1976: Lança Bagagem no Rio de Janeiro, com a presença de Juscelino Kubitschek, Carlos Drummond de Andrade, Clarice Lispector, Affonso Romano de Sant'Anna, Nélida Piñon, dentre outros.
1978: Lança O Coração Disparado, com o qual recebe o Prêmio Jabuti, da Câmara Brasileira do Livro.
1979: Lança a primeira prosa, Soltem os Cachorros
1980: Dirige a montagem de Auto da Compadecida, de Ariano Suassuna pelo grupo de teatro amador Cara e Coragem.
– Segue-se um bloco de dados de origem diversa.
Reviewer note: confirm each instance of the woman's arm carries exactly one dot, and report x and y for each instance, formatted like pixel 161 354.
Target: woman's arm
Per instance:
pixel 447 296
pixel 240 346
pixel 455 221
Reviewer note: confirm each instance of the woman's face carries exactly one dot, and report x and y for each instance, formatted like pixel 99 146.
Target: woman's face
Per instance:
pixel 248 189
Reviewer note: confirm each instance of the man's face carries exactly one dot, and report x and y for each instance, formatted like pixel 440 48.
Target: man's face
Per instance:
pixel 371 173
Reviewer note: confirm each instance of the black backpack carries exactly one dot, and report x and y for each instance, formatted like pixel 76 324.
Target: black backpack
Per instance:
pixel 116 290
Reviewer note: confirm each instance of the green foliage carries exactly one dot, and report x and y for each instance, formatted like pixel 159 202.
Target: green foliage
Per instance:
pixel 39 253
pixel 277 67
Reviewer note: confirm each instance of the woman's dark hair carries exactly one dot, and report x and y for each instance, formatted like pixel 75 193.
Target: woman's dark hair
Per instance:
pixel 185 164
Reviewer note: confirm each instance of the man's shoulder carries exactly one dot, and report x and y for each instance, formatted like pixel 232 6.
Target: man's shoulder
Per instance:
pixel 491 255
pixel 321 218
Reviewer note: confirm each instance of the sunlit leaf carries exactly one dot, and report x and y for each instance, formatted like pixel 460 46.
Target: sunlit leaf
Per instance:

1981: Publica Cacos para um Vitral e Terra de Santa Cruz; neste mesmo ano é apresentado, no Departamento de Literatura Comparada da Universidade de Princeton, Estados Unidos, o primeiro de uma série de estudos sobre a obra.
1983-1988: Exerce as funções de Chefe da Divisão Cultural da Secretaria Municipal de Educação e da Cultura da cidade natal.
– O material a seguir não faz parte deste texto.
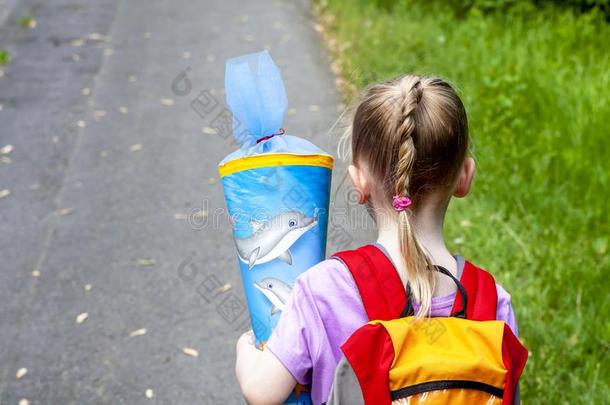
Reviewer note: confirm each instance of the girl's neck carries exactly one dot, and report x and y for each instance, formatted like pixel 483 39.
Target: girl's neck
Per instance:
pixel 428 226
1984: Publica Os Componentes da Banda
1985: Partcipa de um programa de intercâmbio cultural entre autores brasileiros e portugueses, realizado em Portugal, e do II Encontro de Intelectuais pela Soberania dos Povos de Nossa América, em Cuba
1987: Estréia do espetáculo Dona Doida: um Interlúdio, baseado em textos de livros da autora, encenado por Fernanda Montenegro, no Teatro Delfim, no Rio de Janeiro.
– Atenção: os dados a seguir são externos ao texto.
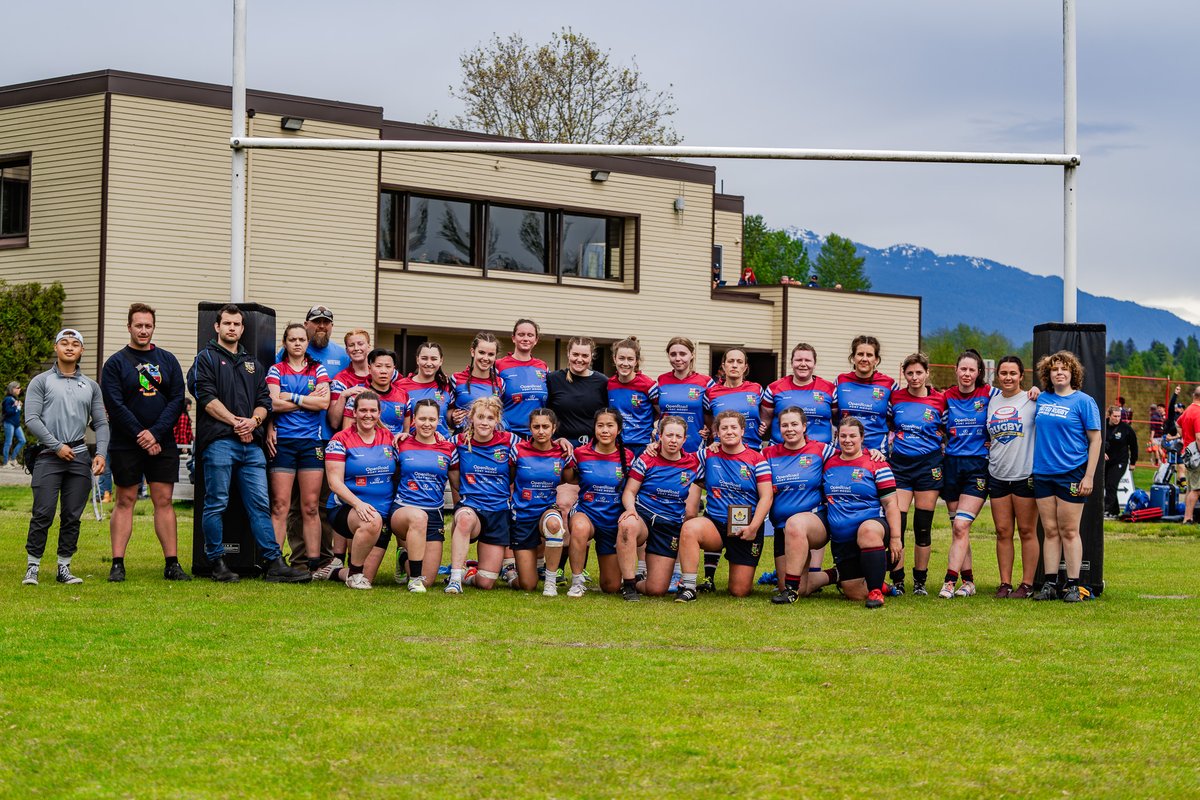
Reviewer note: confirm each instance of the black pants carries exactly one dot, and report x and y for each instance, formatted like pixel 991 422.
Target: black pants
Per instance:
pixel 64 483
pixel 1113 474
1988: Publica A Faca no Peito e participação na Semana Brasileira de Poesia em Nova Iorque
1991: Publica Poesia Reunida
1994: Publica O Homem da Mão Seca
1996: Estréia da peça Duas Horas da Tarde no Brasil, adaptada da obra da autora pela filha Ana Beatriz Prado e por Kalluh Araújo, no Teatro Sesi Minas, em Belo Horizonte
1999: Publica Oráculos de Maio e Manuscritos de Felipa
2000: Estreia do monólogo Dona da Casa, adaptação de José Rubens Siqueira para Manuscritos de Felipa
2005: Publica Quero Minha Mãe
2006: Morre o irmão, Frei Antonio do Prado, OFM
2010: Lança A duração do dia
2011: Lança Carmela Vai à Escola
Silêncio poético
A literatura brasileira, além de ser fortemente marcada pela presença de Adélia Prado, também foi marcada por um período de silêncio poético no qual a escritora "emudeceu sua pena". Depois de O Homem da Mão Seca, de 1994, Adélia ficou cinco anos sem publicar um novo título, fase posteriormente explicada por ela mesma como "um período de desolação". São estados psíquicos que acontecem, trazendo o bloqueio, a aridez, o deserto". Oráculos de Maio, uma coletânea de poemas, e Manuscritos de Felipa, uma prosa curta, marcaram o retorno, ou a quebra do silêncio. Rubem Alves refere-se a esses silêncios em A Festa de Babbete.